En la tradición culinaria patria, en cualquier caso, siempre han primado las mollejas de cordero lechal o lechazo, que son un delicioso infanticidio y solemos preparar de forma mucho más sencilla: empanadas, guisadas, fritas al ajillo, a la bordelesa… En la capital, no hay que perderse las de Javi Esteve en La Tasquería, marcadas a la plancha para que queden bien crujientes y acompañadas con setas y puré de chirivía; pero tampoco son desdeñables las de El Fogón de Trifón o las de Javier Goya (Triciclo), con níscalos y yema de huevo. Y saliendo a explorar por ahí, acudan a Gresca (Barcelona), Bagá (Jaén), Comparte Bistró (Salamanca), Ricardo Temiño (Burgos)…
Durante un tiempo, se pusieron de moda en la piel de toro las mollejas de pato, más rojizas y de carnes prietas, que en aquel olvidado Buen Provecho de la calle Ibiza servían en ensalada landesa con foie, lechuga y criadillas de tierra. Todavía se pueden encontrar confitadas en conserva y cabe hacerlas en casa imitando la fórmula de las brasseries galas, acompañándolas de patatas paja fritas en la propia grasa del propio ánade. Se trata de un producto que admite también la preparación en carpaccio, en risotto, con pochas guisadas o guisantes rehogados. El único problema, como suele ocurrir también con las deliciosas crestas de gallo, es escoger bien a los invitados al ágape. ¡Después de tanto esfuerzo cocineril, no queremos que ningún paladar melindroso nos fastidie la fiesta!

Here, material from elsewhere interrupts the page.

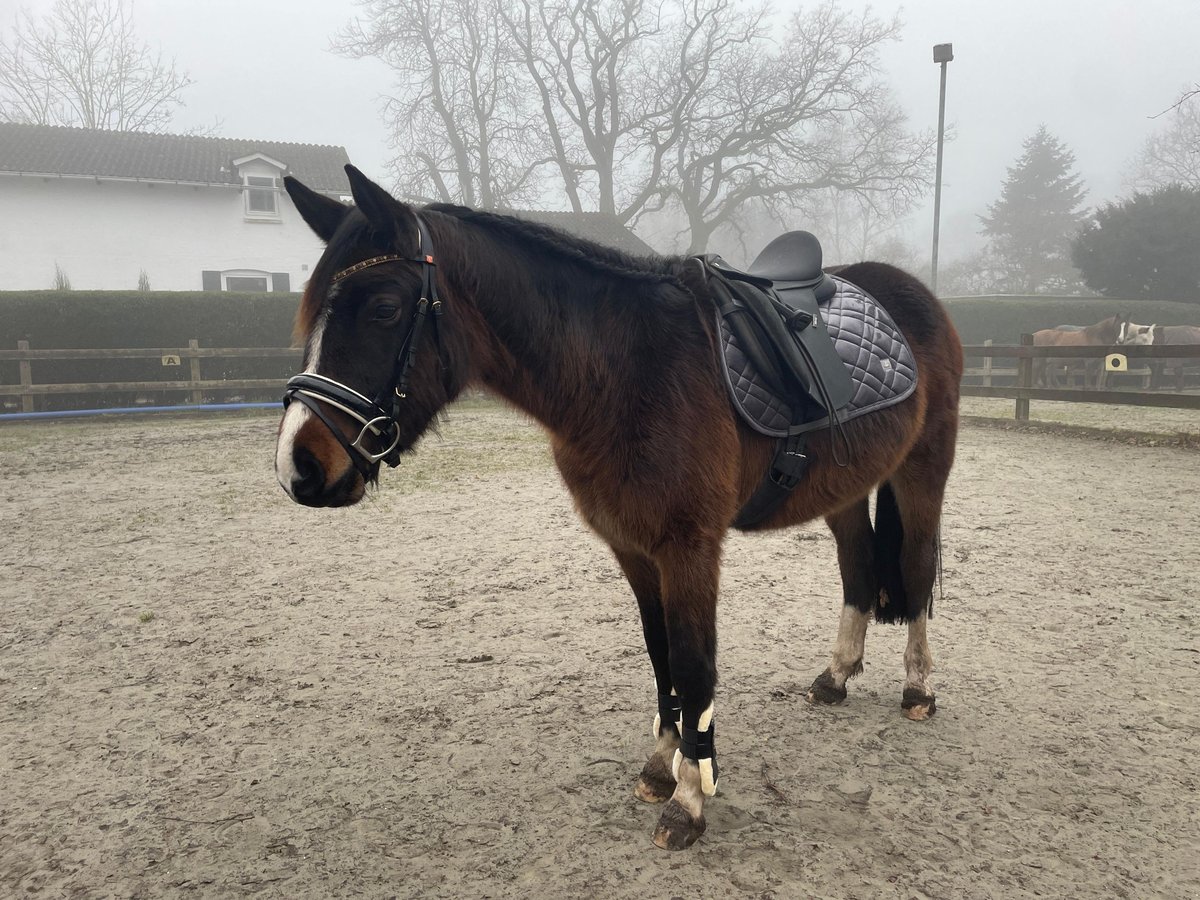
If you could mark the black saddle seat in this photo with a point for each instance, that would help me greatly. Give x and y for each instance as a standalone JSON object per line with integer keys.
{"x": 793, "y": 261}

En cuanto al acompañamiento vínico ideal, depende si las mollejas son de ternera, cordero o pato –dejemos las de pollo para baretos cerveceros–, elegiremos un gran blanco fermentado en barrica con cierta madurez o un tinto con algunos años y buena acidez. Eviten, en todo caso, los tintos sobre-maduros o con exceso de vainilla y tostados de la barrica, que restarán equilibrio al festín. Y no desechen acudir a Jerez o a Montilla-Moriles, en pos de algún amontillado con filo y carácter, que convertirá el bocado en una experiencia imborrable, ya sea en mesa con mantel de lino o a pie de barra.